Os pongo dos imagenes, ya que uno esta diseñado para variar la velocidad directamente con un potenciometro (img1.gif) 



y el otro, al parecer se le ha hecho una reforma para recibir los impulsos (img2.gif), junto con la tension de alimentacion del receptor digital.



No dispongo de mas informacion al respecto y mis conocimientos son muy basicos en este terreno, por lo que os agradezco enormemente vuestra ayuda en cuanto si necesita de alguna reforma mas adecuada para mis necesiades.

Saludos.

P.D.: quisiera montarlo en sendas maquetas de un coche y en un barco, ambos radiocontrol.


----------



## samuel celin (Dic 10, 2009)

mira este circuito funciona perfectamente yo lo he ensayado varias veces con muy buenos resultados y el transistor de salida el irf830 te soporta corriente de hasta 8 amperios tienes que colocarle disipador de calor.


----------



## Torpedero (Dic 11, 2009)

samuel celin dijo:


> mira este circuito funciona perfectamente yo lo he ensayado varias veces con muy buenos resultados y el transistor de salida el irf830 te soporta corriente de hasta 8 amperios tienes que colocarle disipador de calor.
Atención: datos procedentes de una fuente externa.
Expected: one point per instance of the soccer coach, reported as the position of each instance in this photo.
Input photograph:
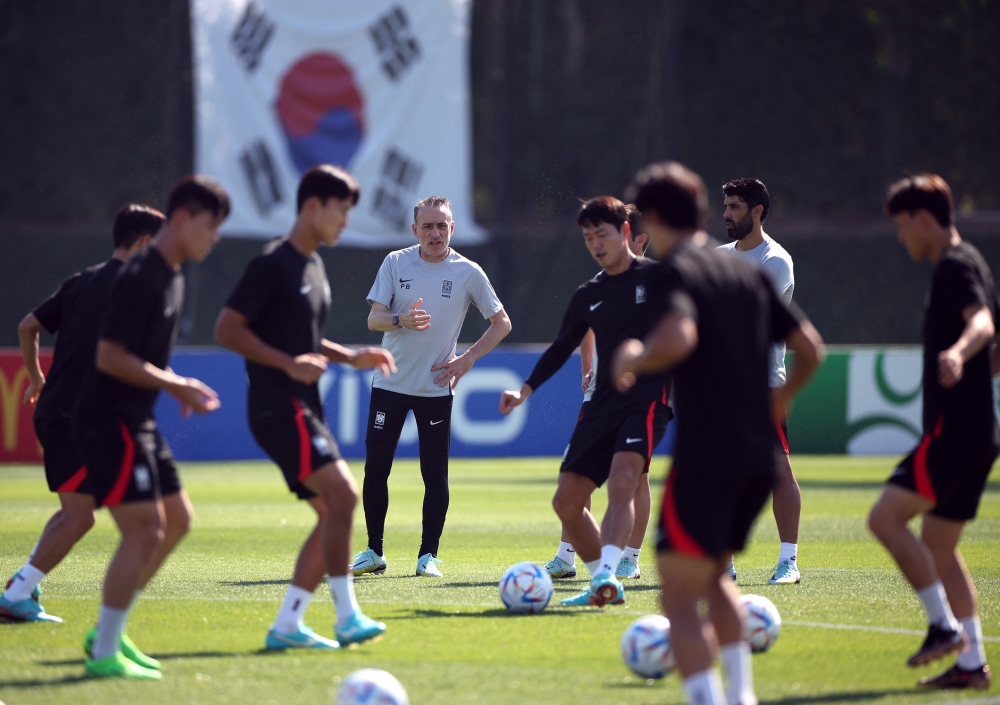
(419, 300)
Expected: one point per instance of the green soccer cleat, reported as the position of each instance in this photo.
(368, 562)
(118, 666)
(359, 628)
(128, 648)
(304, 638)
(29, 610)
(426, 566)
(785, 574)
(558, 568)
(627, 568)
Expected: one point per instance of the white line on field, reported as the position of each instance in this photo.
(868, 628)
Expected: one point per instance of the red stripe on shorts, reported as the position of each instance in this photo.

Gracias Samuel, si pudieras ser mas exacto en el consejo, veras, tengo dudas acerca de donde conectar la entrada de pulsos que viene del receptor de RF de digital.

En el segundo esquema parece que son las patillas 2 y 7, las que reciben el mencionado impulso.
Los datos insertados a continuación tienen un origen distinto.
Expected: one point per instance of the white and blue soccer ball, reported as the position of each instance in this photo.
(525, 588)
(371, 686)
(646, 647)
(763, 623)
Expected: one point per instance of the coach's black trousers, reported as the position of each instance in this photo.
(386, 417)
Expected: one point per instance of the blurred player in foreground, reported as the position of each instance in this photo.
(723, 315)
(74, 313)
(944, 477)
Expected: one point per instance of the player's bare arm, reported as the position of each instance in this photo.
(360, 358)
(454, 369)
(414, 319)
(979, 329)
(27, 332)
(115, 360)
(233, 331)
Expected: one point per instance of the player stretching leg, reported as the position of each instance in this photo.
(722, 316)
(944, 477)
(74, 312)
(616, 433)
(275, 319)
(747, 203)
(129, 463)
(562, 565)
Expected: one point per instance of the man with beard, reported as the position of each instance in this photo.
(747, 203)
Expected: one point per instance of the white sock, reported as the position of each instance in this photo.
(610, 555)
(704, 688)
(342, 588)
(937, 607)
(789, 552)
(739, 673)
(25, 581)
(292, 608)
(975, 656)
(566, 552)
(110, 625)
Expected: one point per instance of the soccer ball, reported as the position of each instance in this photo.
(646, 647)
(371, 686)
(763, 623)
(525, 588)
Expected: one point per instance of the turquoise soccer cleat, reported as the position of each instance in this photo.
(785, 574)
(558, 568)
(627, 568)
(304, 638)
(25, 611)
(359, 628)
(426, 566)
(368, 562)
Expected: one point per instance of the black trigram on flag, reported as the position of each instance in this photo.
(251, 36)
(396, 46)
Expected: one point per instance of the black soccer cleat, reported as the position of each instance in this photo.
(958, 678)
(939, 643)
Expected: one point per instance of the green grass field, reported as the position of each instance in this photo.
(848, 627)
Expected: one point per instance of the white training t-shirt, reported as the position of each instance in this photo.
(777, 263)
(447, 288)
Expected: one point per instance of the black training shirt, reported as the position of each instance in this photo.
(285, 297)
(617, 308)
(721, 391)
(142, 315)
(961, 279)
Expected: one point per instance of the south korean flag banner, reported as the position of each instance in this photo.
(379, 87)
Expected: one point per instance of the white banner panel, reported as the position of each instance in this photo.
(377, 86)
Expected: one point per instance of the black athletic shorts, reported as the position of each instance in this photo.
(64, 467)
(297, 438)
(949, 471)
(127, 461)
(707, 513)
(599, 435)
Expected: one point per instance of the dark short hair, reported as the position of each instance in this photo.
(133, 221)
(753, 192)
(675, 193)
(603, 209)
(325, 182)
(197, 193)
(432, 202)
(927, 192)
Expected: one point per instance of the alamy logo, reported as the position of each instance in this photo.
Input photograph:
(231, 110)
Lo que quiero es estar seguro de "las conexiones", positivo+negativo+impulsos. y donde debo hacerlas.

El segundo esquema esta reformado respecto al primero, no se si funcionara este segundo montaje.

Gracias de antemano.


----------



## jorger (Dic 11, 2009)

ZOH dijo:


> ..si tiene un buen diseño del variador y no tiene grandes perdidas de calor, entonces al aumentar la velocidad del motor necesariamente pierde torque



Mmm...estás seguro de eso?.Entonces por esa regla de tres mi coche rc que tiene un buen variador de velocidad (no es precisamente un coche de los ''chinos'',me costó lo suyo),al intentar acelerar al máximo el coche no correría casi nada (por no decir nada)..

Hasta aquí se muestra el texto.